Abstract

Deformation along the southern Caribbean coast, as confirmed by the compilation of stress tensors derived from fault-plane kinematic indicators (microtectonics) and further supported by focal mechanism solutions herein presented, results from a compressive strike-slip (transpressional senso lato) regime characterized by a NNW–SSE maximum horizontal stress ( ς H= ς 1) and/or an ENE–WSW minimum ( ς h= ς 3 or ς 2) horizontal stress, which is responsible for present activity and kinematics of six sets of brittle features: east–west right-lateral faults, NW–SE right-lateral faults—synthetic Riedel shears, ENE–WSW to east–west dextral faults—P shears, NNW–SSE normal faults, almost north–south left-lateral faults—antithetic Riedel shears, and ENE–WSW reverse faults—sub-parallel to fold axes and mostly in the subsurface; the latter ones being associated to ENE–WSW-trending folding. In this particular region, the brittle deformation obeys the simple shear model, although not all the deformation can be accounted for it since partitioning is also taking place (regional folding and thrusting is essentially due to the normal-to-structure component of the partitioned maximum horizontal stress). Conversely, the maximum horizontal stress on the Maracaibo block and south of the Oca–Ancón fault progressively turns counter-clockwise to become more east–west-oriented, allowing left- and right-lateral slip along the north–south-striking and NE–SW-striking faults, respectively.
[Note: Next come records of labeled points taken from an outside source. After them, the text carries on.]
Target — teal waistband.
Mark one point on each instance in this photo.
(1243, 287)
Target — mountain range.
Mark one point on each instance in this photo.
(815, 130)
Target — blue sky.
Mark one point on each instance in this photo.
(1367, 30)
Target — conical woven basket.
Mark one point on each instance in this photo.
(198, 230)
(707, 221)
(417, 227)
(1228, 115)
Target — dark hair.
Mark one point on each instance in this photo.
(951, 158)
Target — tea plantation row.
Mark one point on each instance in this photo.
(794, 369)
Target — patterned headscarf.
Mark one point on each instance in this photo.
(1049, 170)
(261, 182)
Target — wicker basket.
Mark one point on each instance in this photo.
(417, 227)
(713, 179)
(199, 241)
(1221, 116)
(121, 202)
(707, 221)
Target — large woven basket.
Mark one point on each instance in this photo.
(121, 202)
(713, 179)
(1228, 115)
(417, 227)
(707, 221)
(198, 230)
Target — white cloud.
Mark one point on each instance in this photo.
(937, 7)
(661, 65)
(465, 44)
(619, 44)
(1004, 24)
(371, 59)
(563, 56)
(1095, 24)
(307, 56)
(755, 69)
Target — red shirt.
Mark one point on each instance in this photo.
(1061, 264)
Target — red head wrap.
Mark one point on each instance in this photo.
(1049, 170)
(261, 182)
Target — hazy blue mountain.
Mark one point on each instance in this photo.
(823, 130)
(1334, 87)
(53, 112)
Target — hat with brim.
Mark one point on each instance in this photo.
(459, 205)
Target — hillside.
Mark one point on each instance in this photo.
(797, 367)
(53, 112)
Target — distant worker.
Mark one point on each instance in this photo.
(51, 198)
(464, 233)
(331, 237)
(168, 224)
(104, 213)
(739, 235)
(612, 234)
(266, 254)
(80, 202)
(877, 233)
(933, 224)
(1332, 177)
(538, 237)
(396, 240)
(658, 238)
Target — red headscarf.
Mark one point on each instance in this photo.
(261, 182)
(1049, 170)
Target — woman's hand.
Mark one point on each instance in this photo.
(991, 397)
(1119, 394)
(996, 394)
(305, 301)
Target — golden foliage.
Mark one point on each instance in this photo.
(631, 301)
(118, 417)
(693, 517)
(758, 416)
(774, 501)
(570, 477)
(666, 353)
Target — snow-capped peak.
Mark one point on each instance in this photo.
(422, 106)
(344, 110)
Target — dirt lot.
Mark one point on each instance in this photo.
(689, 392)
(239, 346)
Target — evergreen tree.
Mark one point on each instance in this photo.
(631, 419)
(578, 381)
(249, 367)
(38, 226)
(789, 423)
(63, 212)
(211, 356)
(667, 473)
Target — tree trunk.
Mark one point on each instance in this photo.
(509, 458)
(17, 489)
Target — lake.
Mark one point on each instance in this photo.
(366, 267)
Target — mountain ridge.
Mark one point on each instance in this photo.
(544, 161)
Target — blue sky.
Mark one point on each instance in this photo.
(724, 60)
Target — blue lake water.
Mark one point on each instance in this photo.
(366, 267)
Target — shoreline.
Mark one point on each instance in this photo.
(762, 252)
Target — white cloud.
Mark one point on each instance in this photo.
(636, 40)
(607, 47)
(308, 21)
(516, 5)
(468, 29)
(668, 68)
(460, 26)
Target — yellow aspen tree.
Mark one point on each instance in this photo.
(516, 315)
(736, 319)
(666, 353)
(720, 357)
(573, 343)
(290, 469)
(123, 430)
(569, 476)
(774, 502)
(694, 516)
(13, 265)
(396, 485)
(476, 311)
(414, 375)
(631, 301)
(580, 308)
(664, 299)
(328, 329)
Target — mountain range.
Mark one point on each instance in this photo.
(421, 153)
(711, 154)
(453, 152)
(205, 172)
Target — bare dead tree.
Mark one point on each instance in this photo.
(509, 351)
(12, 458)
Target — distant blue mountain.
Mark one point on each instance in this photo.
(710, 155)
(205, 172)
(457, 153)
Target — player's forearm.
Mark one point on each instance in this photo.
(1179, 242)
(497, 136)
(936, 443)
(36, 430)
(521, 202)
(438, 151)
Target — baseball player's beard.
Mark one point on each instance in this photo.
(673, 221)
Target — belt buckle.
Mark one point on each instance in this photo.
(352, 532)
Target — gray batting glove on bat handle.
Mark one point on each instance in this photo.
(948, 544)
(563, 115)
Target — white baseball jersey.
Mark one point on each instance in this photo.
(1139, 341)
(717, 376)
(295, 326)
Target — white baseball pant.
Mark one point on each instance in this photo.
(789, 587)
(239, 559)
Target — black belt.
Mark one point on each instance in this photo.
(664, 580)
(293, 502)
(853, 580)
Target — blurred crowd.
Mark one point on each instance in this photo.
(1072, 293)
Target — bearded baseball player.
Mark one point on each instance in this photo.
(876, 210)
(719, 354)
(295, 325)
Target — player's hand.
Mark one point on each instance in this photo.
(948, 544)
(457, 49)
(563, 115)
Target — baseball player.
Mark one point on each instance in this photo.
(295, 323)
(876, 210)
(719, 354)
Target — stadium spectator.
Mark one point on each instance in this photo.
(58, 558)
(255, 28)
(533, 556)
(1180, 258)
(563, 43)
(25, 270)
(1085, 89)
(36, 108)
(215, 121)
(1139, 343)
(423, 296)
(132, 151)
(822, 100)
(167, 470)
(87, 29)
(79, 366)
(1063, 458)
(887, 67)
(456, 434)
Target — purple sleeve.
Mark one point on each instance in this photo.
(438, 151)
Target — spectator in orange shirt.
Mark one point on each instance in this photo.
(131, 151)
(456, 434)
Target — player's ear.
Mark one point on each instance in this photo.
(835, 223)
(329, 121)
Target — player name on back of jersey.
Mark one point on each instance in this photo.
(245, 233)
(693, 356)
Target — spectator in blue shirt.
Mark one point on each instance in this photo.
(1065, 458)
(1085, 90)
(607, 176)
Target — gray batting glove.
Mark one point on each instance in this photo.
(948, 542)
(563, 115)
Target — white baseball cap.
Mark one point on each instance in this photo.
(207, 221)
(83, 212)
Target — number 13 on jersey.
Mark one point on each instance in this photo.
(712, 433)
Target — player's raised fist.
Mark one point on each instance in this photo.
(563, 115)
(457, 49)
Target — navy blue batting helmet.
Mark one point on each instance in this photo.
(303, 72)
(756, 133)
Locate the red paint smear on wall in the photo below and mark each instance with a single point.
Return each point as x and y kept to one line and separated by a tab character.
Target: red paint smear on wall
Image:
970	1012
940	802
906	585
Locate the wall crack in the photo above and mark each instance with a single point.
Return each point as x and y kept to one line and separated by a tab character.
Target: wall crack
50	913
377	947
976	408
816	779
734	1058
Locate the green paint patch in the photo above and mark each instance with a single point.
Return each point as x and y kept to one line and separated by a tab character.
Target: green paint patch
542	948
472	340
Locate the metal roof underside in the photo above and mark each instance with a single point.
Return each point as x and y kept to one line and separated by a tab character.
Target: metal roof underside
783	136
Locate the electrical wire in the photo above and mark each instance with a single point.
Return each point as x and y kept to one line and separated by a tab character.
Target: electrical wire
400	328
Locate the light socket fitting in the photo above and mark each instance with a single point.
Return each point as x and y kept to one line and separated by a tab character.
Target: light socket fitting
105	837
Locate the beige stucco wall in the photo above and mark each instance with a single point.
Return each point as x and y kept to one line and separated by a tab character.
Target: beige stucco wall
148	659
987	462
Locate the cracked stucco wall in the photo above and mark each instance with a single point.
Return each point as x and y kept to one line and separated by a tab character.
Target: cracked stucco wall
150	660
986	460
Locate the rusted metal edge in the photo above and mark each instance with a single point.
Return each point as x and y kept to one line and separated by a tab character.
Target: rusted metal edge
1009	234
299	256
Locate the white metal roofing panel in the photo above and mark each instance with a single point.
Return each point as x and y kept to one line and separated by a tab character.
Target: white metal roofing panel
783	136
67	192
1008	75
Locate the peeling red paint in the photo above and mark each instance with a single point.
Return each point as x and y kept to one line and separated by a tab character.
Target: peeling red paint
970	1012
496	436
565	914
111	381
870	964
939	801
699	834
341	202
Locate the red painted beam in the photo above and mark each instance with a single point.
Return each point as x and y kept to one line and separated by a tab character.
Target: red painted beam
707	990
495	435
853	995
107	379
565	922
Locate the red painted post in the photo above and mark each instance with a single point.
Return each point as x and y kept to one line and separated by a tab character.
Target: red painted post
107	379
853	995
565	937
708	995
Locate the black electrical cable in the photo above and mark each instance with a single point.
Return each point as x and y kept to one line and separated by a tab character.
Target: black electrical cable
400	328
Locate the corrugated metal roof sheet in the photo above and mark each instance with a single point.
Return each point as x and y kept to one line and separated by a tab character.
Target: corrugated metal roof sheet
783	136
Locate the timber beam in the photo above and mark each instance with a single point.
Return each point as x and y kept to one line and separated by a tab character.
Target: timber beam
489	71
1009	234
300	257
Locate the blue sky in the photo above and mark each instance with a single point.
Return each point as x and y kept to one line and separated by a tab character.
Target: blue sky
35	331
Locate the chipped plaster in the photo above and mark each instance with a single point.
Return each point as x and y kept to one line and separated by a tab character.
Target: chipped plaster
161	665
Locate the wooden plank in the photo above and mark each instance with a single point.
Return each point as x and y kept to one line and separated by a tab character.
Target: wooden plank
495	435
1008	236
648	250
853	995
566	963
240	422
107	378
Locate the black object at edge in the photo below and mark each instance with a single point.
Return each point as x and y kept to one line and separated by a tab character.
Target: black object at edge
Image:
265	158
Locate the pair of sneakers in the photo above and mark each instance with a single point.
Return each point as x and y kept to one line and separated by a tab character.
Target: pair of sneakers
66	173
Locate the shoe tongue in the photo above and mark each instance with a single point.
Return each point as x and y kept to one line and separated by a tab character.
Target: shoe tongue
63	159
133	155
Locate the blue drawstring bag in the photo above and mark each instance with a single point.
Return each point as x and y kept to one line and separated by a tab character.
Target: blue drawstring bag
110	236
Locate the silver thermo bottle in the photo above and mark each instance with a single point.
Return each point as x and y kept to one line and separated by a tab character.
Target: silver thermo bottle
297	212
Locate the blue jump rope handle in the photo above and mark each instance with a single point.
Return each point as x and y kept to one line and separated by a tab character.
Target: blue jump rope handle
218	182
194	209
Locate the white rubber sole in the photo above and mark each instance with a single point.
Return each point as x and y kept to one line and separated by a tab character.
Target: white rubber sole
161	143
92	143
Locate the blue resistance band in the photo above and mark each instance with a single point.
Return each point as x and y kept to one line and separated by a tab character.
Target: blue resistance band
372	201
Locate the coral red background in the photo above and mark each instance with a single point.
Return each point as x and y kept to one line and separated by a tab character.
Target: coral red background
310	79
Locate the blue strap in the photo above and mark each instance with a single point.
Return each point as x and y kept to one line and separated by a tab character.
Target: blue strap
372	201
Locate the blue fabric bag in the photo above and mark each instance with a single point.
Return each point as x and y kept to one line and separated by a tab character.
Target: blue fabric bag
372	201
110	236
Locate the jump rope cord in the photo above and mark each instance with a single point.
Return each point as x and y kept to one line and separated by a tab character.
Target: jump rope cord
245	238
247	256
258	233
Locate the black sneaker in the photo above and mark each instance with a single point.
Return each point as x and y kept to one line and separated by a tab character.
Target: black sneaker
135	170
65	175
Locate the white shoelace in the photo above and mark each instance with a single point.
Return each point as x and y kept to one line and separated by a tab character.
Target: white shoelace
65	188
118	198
The orientation and space variation of this regional stress field in western Venezuela results from the superposition of the two major neighboring interplate maximum horizontal stress orientations ( ς H): roughly east–west-trending stress across the Nazca–South America type-B subduction along the pacific coast of Colombia and NNW–SSE-oriented one across the southern Caribbean boundary zone.